Умер император в маленьком кабинете, и теперь над ним рыдала Юрьевская, «погубительница», чуть не вырвалось у Константина Петровича. Здесь же стояли смертельно бледные Лорис-Меликов, Валуев, Адлерберг, Рылеев. Дни их у трона сочтены, хотя хитрый Лорис уже получил от нового императора отказ в просьбе об отставке. Ничего, попросит еще. А с министром двора и Рылеевым наследник справится сам, без помощи Победоносцева. Новый царь не простит им Юрьевской.
Победоносцев сумрачно вздыхал, молился, якобы украдкой, тихими шагами ходил из покоев в покои, наконец, дождался приглашения в Аничков дворец на завтра, к одиннадцати утра, и покинул Зимний.
Утром в Аничковом Победоносцева встретил уже не убитый горем сын, а новый император.
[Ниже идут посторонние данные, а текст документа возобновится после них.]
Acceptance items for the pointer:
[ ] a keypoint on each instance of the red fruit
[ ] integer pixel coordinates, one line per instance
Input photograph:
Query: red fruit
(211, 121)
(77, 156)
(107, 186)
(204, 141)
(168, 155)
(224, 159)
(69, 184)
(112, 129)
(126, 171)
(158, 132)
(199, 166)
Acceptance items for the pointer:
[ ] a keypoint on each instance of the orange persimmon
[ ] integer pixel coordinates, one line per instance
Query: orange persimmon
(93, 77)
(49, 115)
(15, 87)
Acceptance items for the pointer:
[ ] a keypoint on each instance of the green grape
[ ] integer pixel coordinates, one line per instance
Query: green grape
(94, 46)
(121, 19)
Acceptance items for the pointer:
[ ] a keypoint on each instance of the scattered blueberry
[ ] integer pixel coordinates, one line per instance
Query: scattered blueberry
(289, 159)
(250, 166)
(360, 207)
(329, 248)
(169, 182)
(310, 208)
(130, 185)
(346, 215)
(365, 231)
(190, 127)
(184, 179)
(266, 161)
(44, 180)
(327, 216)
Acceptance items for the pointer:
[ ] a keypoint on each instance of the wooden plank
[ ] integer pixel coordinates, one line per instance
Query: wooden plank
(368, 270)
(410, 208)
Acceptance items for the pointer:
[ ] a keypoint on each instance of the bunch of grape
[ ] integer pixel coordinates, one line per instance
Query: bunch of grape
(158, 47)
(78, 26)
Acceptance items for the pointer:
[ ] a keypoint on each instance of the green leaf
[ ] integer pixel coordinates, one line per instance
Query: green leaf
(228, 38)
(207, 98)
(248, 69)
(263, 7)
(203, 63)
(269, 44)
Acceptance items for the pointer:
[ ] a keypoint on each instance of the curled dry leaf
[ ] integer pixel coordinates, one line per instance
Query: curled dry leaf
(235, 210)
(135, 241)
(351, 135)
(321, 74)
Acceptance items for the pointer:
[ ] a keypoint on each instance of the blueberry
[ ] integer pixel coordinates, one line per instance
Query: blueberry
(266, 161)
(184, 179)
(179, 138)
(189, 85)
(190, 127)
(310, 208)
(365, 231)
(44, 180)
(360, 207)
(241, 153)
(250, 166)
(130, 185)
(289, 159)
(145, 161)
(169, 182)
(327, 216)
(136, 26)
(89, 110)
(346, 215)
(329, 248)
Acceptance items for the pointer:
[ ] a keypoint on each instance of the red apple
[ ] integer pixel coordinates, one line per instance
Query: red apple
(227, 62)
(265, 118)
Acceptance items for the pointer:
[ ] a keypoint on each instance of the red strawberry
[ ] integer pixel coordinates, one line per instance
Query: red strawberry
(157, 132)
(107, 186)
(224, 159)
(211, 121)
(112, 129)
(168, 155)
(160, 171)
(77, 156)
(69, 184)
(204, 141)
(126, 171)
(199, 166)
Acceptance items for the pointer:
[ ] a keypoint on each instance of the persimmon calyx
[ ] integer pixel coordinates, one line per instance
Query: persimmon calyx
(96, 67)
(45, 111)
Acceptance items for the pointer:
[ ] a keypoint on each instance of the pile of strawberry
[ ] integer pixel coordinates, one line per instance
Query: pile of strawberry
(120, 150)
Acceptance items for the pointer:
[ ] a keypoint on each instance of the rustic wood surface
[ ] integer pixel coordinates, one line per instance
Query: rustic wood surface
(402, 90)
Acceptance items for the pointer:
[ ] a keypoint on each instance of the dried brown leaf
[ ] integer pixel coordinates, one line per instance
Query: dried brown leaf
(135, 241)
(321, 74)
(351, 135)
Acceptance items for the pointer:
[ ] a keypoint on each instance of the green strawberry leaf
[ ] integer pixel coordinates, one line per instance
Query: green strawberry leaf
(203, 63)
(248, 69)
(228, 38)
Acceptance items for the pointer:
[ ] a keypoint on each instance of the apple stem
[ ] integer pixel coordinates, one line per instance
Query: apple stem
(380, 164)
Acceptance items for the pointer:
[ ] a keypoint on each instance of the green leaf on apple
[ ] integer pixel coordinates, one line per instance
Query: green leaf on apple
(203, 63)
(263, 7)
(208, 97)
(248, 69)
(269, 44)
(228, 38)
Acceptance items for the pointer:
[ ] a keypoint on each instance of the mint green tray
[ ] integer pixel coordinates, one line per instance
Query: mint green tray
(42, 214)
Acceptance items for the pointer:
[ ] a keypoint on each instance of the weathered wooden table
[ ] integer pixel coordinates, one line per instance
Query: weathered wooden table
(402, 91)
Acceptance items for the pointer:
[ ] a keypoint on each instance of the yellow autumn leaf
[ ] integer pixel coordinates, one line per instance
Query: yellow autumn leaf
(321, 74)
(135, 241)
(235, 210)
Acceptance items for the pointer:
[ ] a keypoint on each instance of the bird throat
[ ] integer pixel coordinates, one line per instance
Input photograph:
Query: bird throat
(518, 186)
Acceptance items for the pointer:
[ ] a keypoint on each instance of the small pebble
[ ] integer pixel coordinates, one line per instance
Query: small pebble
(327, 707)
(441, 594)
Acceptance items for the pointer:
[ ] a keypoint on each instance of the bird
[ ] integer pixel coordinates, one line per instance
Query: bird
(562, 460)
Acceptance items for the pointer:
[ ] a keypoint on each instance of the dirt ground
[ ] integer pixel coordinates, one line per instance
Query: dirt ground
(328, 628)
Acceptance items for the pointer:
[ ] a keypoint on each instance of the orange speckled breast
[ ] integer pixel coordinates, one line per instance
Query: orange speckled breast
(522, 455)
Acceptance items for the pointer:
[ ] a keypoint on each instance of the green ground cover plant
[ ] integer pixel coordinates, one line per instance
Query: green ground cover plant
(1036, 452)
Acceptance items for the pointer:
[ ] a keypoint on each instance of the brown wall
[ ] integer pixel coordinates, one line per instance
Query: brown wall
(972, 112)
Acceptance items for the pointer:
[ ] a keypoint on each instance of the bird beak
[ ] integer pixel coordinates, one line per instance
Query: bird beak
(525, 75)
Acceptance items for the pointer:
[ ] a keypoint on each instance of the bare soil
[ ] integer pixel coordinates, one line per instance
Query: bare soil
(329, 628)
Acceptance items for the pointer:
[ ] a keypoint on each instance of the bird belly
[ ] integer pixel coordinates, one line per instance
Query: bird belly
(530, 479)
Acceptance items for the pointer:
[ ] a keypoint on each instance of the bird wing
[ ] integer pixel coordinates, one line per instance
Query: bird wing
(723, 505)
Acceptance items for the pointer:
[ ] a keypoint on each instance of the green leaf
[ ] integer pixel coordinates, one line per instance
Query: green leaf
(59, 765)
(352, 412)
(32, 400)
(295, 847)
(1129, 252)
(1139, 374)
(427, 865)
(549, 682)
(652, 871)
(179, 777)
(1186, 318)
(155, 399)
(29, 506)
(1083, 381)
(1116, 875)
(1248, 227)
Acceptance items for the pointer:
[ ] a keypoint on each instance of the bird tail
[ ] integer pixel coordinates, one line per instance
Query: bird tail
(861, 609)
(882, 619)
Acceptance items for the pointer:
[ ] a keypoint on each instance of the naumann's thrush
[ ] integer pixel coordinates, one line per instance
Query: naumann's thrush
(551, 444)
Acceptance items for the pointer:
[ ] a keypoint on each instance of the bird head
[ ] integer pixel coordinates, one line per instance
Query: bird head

Что-то дедовское, от Николая Павловича, было в его облике – взгляд суров, решителен и беспощаден. Аудиенция была кратка. Александр III дал на прочтение проект правительственного сообщения о подготовительных законодательных комиссиях, который покойный отец, прежде чем печатать, предположил обсудить в Комитете министров 4 марта. Ну, конечно, не до того сейчас, денька три-четыре подождем, надо подготовиться. Дал и проект указа, уже одобренный покойным императором, готовый поступить в Правительствующий Сенат. Тот самый, с которым два месяца назад наследник попросил ознакомить Победоносцева, но лукавый Лорис дело это замотал, дожидаясь момента, когда что-нибудь не то что предпринять – возразить поздно будет. Но о Лорисе сегодня речи не шло, император торопился в Зимний дворец, и они расстались.
Всякий деятель, ставя перед собою цель и устремляясь к ней очертя голову, – думал Константин Петрович, сидя над бумагами, полученными из Аничкова, – видит только призраки достигнутого счастья и благоденствия. А не дай Бог, дорвется такой деятель до своей цели – призраки-то и рассеются, посох путника обратится в дубину, и шлепнет она энтузиаста по лбу, как всякая палка вторым своим концом. Люди слепы и податливы на соблазнительную ложь. Свободы им подавай! Ишь чего захотели – это в нашей-то ленивой стране, за тысячу лет обжившей рабство, как теплую перину. Ну получишь свободу – а что ты с ней делать будешь?